Kentucky recognizes holographic wills. KRS 394.040. These are wills prepared entirely in the testator’s handwriting. (The testator is a person who makes a valid will.) The entire document should be completely in the testator’s handwriting. No part of it should be typed. Other states have different laws regarding wills, and holographic wills might not be recognized in other states
There are still many problems with holographic wills. They are generally prepared by people that do not know how to prepare wills and cause significant problems when they are later admitted into probate court. Even holographic wills must still meet certain requirements about their contents and where they are signed.
Also, a holographic will still has to be proven in court to be valid. This means that evidence must submitted to court that the testator prepared it. For a holographic will this could be done by the testimony of two witnesses that can recognize the testator’s handwriting. If two such witnesses cannot be located some other type of evidence, such as a handwriting expert’s opinion, must be used to prove the will in court. This can be time consuming and greatly increase legal fees. Most wills prepared by a competent attorney will be self-proving, meaning they do not need witnesses in court to be proven.
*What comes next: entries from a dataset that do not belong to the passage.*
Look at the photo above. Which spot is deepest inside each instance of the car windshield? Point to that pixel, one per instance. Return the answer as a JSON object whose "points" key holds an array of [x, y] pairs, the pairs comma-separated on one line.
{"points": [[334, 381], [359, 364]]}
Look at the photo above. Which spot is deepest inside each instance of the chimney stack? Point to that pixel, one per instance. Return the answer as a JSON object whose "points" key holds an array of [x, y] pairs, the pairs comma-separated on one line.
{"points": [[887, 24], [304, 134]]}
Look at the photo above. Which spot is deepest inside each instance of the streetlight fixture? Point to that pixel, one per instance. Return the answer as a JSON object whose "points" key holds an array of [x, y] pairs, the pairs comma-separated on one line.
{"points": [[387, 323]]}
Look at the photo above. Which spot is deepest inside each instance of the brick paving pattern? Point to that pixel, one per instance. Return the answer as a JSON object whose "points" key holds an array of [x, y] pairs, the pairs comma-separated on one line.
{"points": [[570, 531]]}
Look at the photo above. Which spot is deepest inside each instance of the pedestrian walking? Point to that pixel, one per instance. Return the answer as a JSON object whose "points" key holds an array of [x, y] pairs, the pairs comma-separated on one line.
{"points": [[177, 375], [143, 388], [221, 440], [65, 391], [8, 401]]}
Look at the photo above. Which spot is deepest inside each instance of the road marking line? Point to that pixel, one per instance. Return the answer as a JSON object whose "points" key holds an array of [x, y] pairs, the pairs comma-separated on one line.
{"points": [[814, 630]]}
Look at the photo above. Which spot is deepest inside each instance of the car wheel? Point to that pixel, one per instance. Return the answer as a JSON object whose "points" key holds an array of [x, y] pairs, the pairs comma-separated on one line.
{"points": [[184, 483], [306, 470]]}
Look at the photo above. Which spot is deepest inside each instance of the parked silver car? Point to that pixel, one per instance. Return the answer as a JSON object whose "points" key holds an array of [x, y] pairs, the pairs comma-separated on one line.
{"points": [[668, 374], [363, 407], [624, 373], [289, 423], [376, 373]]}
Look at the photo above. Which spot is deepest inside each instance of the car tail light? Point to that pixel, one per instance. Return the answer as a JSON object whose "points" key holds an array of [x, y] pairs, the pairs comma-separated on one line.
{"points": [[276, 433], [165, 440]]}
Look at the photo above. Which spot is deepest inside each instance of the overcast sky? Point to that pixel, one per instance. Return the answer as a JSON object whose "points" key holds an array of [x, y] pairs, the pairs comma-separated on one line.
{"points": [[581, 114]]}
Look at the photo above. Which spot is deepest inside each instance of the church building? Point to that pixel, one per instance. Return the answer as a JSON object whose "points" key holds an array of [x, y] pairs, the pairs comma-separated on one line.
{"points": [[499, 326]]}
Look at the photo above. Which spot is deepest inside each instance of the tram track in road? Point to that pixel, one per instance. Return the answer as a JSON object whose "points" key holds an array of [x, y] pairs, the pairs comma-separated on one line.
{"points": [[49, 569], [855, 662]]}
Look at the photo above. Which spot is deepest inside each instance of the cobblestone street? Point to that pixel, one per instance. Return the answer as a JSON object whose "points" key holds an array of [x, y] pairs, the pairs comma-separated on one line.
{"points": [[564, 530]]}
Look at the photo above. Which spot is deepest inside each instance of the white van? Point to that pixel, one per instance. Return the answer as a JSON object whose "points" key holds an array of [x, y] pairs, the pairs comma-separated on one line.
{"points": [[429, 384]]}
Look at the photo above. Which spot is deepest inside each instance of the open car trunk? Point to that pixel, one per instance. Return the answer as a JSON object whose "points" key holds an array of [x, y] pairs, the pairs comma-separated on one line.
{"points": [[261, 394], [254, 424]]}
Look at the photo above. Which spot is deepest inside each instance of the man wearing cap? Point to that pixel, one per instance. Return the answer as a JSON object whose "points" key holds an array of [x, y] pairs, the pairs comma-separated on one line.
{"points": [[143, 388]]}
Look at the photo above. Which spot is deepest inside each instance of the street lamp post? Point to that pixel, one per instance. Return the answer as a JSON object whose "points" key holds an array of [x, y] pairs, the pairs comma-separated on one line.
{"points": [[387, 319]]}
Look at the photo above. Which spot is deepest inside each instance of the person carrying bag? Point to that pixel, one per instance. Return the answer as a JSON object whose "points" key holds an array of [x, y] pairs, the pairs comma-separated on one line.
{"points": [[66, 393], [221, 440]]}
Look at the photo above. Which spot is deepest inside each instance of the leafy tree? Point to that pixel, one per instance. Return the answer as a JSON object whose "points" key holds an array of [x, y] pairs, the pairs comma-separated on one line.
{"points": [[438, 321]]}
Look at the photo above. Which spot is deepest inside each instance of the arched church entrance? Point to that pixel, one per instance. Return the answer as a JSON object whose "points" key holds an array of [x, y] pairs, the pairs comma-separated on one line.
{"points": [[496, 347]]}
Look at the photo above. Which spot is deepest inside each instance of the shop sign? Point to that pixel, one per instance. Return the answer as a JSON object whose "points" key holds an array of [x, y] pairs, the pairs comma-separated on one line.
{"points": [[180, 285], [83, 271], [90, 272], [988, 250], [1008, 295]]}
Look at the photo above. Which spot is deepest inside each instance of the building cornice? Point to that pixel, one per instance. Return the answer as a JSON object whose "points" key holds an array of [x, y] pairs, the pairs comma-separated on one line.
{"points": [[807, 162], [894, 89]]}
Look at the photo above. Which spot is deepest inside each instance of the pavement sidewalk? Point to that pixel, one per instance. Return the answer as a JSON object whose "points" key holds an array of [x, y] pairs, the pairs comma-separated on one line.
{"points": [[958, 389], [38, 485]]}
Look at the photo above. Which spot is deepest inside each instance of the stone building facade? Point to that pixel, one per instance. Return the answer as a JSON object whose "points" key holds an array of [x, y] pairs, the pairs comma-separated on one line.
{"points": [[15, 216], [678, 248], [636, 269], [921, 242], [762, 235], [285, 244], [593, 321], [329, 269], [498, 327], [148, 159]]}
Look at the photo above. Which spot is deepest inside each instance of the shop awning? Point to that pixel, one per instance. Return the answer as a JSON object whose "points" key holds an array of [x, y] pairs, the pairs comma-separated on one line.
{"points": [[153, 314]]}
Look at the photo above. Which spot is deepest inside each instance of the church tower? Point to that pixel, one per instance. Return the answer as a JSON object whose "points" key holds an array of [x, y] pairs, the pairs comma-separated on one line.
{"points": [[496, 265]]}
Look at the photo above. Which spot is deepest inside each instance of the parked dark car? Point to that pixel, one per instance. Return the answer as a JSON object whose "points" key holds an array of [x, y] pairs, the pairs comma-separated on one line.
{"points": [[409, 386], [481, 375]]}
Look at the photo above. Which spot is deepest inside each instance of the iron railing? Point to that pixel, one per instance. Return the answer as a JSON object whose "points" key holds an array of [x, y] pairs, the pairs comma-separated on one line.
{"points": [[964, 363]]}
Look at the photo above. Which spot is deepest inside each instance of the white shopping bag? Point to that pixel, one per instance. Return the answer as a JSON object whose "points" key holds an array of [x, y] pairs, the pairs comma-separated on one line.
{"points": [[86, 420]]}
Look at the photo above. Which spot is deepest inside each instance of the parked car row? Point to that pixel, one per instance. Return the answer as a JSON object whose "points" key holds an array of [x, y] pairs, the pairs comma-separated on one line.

Self-proving wills prevent delays and reduce costs for the estate.
If you want to prepare a type-written will at home, you can still do that without an attorney. But a type-written will must have the signature of two witnesses and signed by the testator in the proper place. Using only a Notary Public to witness it does not make it valid. The two witnesses should not be minors, have no interest in the will, and need know where to sign it.
As an attorney, I have always enjoyed reading wills prepared by a lay person. Even wills created through special software or online services can cause problems. Such wills can create issues in probate that require the will to be interpreted, delay administration, increase legal costs and can contain unrealistic provisions that cannot be followed. Even wills I have seen that were copies of valid wills still had problems when they were admitted into probate, because the testator copied provisions that did not did not apply or they were not executed properly.
What is the best solution? If you need will and don’t want to leave home call an attorney and have them draft a will you can copy in your own handwriting. The attorney can walk you through the process of executing it properly. When everything calms down you can schedule an appointment with that attorney to execute a self-proved will. So, while you can prepare your will without leaving your house, I do not recommend it. Even a well written will has to be properly executed to be valid, and most people who are not attorneys do not understand the necessary requirements to make the will valid. Just call an attorney to help you do it properly.